Una crisi piuttosto banale di un trilione di dollari di buco temporaneo - che alla fine non sarà più di 200 miliardi reali, un’inezia nel sistema complessivo -   è stata amplificata oltre misura perché il salvatore di ultima istanza è stato per mesi, dal febbraio 2007, nel dubbio se salvare o moralizzare, tentando da luglio a novembre di moralizzare mentre salvava, solo recentemente decidendo (Bernanke e Trichet) la linea giusta: prima si salva e poi si moralizza. In altre parole, la crisi di fiducia finanziaria è stata creata da un ritardo di intervento da parte delle Banche centrali nel rassicurare il mercato che qualsiasi buco sarebbe stato coperto.

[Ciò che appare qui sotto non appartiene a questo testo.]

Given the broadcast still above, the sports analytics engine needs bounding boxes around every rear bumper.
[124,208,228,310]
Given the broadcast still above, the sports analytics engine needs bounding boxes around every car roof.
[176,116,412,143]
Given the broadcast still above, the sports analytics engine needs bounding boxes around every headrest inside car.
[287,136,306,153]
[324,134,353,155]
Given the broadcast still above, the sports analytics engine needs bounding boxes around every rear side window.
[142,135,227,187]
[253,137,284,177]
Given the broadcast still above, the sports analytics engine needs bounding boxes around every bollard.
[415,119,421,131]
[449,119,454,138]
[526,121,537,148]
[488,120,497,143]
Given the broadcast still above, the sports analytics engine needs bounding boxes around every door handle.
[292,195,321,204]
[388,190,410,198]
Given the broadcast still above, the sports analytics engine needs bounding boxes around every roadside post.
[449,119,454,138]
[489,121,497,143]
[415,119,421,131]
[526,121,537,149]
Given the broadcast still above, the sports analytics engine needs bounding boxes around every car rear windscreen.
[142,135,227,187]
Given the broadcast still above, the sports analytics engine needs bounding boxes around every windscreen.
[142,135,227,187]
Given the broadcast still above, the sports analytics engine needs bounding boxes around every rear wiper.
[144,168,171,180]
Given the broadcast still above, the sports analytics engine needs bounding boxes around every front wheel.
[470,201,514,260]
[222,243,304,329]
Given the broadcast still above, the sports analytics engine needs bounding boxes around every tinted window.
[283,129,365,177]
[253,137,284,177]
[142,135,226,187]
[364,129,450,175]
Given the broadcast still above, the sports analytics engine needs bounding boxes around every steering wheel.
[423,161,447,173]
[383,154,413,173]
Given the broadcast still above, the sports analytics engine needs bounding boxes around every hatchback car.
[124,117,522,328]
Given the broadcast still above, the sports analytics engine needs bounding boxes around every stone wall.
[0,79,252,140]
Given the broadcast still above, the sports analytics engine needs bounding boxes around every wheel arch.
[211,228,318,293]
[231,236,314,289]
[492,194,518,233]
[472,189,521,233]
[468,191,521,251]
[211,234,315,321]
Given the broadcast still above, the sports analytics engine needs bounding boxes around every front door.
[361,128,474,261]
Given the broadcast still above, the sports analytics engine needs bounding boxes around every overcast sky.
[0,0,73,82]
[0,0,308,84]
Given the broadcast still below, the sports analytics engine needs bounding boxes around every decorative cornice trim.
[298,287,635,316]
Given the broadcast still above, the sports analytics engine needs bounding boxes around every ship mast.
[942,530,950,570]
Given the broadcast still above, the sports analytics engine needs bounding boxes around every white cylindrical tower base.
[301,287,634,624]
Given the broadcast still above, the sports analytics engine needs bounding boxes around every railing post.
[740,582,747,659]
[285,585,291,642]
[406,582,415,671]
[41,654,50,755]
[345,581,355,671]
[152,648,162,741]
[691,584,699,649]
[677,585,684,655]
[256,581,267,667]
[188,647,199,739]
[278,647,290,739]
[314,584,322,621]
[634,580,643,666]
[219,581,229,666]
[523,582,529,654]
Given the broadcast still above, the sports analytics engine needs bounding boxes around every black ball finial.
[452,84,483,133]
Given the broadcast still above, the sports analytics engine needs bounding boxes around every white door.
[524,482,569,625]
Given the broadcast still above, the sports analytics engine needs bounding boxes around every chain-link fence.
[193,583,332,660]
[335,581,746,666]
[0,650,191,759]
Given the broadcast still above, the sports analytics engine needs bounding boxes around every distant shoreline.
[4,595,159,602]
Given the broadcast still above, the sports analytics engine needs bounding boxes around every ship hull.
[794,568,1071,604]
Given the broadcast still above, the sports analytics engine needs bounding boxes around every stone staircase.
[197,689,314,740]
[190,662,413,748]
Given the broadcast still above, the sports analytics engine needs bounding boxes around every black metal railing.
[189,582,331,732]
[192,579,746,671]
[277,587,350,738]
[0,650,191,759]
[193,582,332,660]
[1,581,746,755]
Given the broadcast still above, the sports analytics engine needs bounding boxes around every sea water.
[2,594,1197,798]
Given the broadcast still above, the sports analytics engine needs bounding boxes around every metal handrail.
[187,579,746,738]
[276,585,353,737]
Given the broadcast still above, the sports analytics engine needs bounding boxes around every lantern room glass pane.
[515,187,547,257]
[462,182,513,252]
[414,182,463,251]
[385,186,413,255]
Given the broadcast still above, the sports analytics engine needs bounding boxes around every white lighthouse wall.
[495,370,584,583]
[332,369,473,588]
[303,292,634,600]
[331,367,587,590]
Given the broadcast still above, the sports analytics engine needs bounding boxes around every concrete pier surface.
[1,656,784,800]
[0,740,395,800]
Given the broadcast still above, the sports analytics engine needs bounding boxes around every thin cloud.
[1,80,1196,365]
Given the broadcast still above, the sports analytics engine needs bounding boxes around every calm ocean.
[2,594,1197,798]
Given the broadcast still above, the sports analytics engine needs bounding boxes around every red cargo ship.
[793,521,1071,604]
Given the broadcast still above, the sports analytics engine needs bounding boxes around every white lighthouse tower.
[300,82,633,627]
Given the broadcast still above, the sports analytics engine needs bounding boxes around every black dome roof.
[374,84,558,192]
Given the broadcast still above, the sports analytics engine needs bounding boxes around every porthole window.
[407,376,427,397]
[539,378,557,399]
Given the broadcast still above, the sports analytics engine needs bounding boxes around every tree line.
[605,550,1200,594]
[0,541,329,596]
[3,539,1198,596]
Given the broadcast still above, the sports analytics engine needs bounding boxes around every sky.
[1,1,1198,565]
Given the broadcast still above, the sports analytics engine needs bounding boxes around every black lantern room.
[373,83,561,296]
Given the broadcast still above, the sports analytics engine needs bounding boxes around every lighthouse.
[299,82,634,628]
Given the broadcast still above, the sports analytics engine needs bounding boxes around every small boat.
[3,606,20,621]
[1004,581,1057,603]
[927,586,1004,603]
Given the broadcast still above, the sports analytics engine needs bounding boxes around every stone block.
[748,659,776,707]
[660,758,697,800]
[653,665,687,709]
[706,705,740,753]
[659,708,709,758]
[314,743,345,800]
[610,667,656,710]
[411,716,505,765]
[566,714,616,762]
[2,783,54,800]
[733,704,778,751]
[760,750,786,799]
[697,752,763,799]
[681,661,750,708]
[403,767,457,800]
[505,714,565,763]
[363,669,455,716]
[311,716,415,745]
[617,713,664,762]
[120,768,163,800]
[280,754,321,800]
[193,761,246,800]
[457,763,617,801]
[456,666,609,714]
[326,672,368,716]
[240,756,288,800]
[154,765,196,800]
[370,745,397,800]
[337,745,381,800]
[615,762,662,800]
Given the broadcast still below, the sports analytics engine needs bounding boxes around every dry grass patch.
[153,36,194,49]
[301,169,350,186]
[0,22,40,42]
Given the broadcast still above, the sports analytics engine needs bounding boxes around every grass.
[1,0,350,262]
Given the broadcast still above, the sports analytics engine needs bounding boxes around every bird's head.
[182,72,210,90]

Ora lo hanno fatto. Ma resta l’annuncio della moralizzazione da intendersi come requisito di ridurre gli azzardi. Un po’ di regolazione sarà necessaria per dissuadere gli eccessi del passato, per esempio limiti alle leve. Ed il mercato la sta già scontando come cambiamento del modello di business bancario che ne ridurrà i profitti ed i valori azionari e per un certo tempo la liquidità erogata. Niente di tragico. Ma se sarà troppa indurrà una depressione finanziaria globale facendo mancare il capitale alle iniziative dove la presa di rischio è notevole. Il rischio, infatti, non è calcolabile veramente, ma solo convenzionalmente. Pertanto se la regola ne richiederà la precisazione “quadrata”, per la sua trasferibilità, allora i prestatori non potranno fare altro che ridurne il grado fino a quasi zero, mandando in deflazione il sistema. Se il capitale viene imbrigliato perde produttività. Per dargliela bisogna lasciarlo libero accettando l’azzardo, bolle e sbolle. Pertanto la giusta regolazione è dinamica, crisi e riparazioni continue, e non statica: abolizione del rischio per evitare la crisi. Questa rubrica non pensa che i regolatori faranno tale errore. Ma i loro tentennamenti l’anno scorso e l’alluvione dei moralisti sui media consigliano di vigilare.